My guess is that we've done enough during this state, but we are still not ready. Let's continue our quest in IR_STATE_6 to give other tasks a chance to run too.
;------------------------------IR STATE 6, CONVERT HEX MESSAGE TO 7 SEGMENTS-- IR_STATE_6 SWAPF IR_SHIFT+1,W Work from left to right ANDLW %0000.0001 Address is only 5 bits wide CALL HEX2SEGMENTS MOVWF DIGIT1 MOVF IR_SHIFT+1,W Do the same with 2nd digit CALL HEX2SEGMENTS ANDLW %0111.1111 Flash dot of this digit MOVWF DIGIT2 SWAPF IR_SHIFT,W And with the 3d digit CALL HEX2SEGMENTS MOVWF DIGIT3 MOVF IR_SHIFT,W And finally with the last digit CALL HEX2SEGMENTS BTFSC IR_SHIFT+1,5 Was the T bit set? ANDLW %0111.1111 Light the dot of this digit if it was MOVWF DIGIT4 MOVLW IR_STATE_7 Done enough for now. Let's finish it MOVWF IR_STATE in the last state RETURN
We're almost done.
IR_SHIFT+1 holds the received IR address at this point, while IR_SHIFT holds the received IR command.
All we need to do now is convert these 2 hex values to 4 seven segment patterns and we can call it a day.

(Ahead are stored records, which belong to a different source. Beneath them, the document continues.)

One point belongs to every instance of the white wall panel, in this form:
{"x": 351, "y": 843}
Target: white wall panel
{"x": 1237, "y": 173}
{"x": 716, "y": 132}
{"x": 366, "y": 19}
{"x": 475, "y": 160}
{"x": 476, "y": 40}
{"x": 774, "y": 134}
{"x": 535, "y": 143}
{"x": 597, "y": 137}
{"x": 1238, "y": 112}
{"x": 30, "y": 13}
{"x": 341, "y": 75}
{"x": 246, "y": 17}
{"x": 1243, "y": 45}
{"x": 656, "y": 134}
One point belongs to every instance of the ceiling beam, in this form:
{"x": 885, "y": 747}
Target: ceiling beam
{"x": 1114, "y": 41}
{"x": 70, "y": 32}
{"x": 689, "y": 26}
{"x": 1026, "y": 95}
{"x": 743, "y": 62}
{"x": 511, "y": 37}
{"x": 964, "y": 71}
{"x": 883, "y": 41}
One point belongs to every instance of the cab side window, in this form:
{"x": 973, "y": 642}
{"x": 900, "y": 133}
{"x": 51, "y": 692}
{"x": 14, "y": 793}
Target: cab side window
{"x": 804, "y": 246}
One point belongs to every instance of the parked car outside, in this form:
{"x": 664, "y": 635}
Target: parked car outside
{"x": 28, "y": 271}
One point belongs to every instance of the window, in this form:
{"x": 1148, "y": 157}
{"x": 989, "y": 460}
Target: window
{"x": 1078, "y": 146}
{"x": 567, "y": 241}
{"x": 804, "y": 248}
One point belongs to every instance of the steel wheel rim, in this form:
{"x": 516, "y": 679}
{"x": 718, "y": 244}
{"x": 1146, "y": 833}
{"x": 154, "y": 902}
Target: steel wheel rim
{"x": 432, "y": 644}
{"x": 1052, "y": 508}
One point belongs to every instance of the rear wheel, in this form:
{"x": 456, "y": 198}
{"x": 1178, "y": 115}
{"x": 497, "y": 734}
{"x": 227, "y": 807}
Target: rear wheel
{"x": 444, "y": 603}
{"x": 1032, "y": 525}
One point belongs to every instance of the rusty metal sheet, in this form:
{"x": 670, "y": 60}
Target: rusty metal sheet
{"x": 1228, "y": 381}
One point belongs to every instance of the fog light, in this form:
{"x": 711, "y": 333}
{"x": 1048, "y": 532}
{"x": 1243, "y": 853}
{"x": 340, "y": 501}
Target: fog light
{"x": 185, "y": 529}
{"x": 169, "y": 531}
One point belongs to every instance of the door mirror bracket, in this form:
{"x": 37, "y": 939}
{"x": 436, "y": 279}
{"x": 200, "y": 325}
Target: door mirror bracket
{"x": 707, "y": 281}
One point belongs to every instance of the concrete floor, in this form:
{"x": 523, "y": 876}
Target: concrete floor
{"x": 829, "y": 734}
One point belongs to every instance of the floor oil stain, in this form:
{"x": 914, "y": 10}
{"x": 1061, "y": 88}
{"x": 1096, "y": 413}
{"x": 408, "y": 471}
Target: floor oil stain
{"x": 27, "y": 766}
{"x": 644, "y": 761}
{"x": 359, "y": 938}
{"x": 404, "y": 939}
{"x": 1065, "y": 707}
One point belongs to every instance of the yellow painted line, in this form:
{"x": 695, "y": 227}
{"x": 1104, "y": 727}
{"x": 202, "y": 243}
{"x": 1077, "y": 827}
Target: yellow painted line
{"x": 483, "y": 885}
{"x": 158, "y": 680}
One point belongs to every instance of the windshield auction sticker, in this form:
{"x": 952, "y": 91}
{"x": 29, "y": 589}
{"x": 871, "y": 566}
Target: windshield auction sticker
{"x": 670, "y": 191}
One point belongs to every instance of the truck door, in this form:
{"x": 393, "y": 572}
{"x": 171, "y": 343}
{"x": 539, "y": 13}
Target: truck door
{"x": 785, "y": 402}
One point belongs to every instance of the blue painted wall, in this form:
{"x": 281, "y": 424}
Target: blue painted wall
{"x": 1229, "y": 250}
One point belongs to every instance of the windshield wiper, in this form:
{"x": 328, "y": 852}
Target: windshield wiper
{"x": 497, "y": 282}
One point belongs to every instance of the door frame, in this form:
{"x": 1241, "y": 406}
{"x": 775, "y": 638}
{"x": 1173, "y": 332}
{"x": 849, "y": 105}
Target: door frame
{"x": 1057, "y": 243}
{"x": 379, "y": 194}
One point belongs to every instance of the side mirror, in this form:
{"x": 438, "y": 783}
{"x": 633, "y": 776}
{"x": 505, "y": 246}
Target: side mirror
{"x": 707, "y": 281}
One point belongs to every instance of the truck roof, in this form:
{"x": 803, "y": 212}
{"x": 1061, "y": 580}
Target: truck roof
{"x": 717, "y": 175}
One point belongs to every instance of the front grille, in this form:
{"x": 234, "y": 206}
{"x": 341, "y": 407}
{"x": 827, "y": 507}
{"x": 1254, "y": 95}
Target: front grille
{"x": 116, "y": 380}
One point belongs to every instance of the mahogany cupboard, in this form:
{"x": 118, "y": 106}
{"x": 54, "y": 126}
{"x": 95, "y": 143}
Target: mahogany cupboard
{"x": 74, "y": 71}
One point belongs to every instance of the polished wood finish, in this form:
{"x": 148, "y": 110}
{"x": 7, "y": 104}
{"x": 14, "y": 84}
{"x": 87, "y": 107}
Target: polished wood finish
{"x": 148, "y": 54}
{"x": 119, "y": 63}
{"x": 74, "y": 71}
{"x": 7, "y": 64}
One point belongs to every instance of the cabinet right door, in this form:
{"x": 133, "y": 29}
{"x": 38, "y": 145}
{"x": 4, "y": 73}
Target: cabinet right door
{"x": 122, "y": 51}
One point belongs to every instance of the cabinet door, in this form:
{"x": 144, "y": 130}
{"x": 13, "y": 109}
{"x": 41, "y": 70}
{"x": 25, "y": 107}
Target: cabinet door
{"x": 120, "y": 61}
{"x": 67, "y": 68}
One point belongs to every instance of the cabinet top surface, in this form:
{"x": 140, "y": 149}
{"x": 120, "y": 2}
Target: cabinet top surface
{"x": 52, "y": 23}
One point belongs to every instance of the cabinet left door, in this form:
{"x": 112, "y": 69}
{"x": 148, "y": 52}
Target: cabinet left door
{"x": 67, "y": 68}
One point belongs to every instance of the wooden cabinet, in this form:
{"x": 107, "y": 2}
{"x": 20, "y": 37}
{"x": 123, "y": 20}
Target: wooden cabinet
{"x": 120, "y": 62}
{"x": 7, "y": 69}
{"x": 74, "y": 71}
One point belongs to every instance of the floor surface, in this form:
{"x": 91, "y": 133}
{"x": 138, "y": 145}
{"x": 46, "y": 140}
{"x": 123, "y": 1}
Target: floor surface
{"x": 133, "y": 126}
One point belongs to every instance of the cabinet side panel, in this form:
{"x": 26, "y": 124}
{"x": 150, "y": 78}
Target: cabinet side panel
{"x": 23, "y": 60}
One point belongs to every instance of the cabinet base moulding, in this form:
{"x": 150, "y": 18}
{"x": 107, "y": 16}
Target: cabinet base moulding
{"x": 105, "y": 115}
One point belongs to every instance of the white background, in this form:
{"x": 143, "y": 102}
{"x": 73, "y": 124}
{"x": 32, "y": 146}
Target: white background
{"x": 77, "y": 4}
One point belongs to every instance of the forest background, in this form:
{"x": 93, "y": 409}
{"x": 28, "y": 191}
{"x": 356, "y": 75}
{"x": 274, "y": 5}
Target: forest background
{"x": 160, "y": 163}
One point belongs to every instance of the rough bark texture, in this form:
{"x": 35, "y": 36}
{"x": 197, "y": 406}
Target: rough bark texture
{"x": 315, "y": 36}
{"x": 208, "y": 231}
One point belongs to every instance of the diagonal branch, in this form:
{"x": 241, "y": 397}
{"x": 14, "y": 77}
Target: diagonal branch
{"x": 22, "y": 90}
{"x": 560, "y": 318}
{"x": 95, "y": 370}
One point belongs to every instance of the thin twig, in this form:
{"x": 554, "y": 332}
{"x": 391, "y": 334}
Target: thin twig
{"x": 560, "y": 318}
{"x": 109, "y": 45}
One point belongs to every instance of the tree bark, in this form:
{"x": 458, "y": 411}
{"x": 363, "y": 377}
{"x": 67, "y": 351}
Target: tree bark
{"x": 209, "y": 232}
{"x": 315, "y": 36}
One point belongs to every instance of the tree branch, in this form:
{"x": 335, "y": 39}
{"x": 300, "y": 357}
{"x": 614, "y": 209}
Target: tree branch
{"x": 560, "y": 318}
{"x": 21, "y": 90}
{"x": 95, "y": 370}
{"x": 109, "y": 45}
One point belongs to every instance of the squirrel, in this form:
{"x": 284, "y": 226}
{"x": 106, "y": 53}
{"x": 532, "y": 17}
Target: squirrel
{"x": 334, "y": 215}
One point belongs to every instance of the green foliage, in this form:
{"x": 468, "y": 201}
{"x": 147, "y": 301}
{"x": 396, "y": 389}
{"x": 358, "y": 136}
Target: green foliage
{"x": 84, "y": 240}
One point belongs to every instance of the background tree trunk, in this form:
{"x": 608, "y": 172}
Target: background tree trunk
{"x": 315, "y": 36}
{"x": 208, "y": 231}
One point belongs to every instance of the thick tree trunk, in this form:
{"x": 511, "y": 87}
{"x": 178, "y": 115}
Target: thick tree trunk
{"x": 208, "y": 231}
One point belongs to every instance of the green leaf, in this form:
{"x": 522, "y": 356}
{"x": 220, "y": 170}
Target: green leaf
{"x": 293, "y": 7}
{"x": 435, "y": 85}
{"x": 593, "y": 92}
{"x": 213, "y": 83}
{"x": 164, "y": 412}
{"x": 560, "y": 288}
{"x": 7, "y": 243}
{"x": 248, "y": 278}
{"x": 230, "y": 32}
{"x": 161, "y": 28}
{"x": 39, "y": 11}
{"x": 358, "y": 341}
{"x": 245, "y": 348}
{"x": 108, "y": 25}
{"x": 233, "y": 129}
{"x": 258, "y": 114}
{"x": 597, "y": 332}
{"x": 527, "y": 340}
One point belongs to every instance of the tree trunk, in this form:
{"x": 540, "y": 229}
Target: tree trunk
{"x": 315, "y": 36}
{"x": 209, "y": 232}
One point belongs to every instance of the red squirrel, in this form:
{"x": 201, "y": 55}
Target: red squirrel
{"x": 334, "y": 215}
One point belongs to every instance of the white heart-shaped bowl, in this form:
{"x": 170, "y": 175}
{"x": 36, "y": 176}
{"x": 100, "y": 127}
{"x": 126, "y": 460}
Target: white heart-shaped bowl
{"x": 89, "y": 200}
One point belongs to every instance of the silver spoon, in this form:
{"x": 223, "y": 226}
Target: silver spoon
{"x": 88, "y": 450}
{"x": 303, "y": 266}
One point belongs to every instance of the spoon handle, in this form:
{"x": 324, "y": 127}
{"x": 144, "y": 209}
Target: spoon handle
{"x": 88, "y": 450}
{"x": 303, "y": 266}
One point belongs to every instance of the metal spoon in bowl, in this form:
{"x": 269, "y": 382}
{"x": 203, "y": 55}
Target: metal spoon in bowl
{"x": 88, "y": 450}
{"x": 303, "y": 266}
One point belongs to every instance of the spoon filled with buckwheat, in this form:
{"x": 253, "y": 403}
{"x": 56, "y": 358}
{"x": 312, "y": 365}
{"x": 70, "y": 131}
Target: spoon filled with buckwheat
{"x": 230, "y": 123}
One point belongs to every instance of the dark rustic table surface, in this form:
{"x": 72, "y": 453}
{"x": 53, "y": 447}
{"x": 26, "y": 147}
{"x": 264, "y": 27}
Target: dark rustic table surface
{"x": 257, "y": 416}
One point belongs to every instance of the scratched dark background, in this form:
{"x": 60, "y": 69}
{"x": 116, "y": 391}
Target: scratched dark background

Digit 1 will hold the upper nibble of the IR address. This nibble is only 1 bit wide, so we throw away all the rest (the toggle bit and the 7th command bit are still there). Then we convert that hex nibble to the propper 7 segment pattern and store it in DIGIT1.
Digit 2 is quite similar. This time we don't have to bother about the number of bits because the HEX2SEGMENTS routine will take care of the propper masking. The ANDLW %0111.1111 instruction will switch on the center decimal point to indicate that a valid IR message has been received.
Digit 3 is nothing special. You should be able to understand what happens there.
Digit 4 is a bit special again because the decimal point of this digit should reflect the state of the toggle bit.
Finally we change the state machine to IR_STATE_7, which is the final state. There we'll wait for the IR input to become high again before we can reset the state machine to IR_STATE_0 to be able to start all over again.
;----------------------------------IR STATE 7, WAIT FOR INPUT TO RETURN HIGH-- IR_STATE_7 IR_ERROR_0 MOVLW IR_STATE_0 Reset state machine only if input is BTFSC PORTA,4 high MOVWF IR_STATE RETURN
IR_STATE_7 and IR_ERROR_0 are handled by the same routine. The purpose of this state is to wait for the IR input to return high before the state machine can be reset to IR_STATE_0.
;-----------------------------------------------------------IR ERROR STATE 1-- IR_ERROR_1 MOVLW IR_STATE_0 Return to IR state 0 MOVWF IR_STATE RETURN
This is not a state of the IR_MACHINE. We arrive here because one of the states has detected an error while the IR input was high. Because the IR input is already high it is OK te reset the state machine to IR_STATE_0 to start all over again.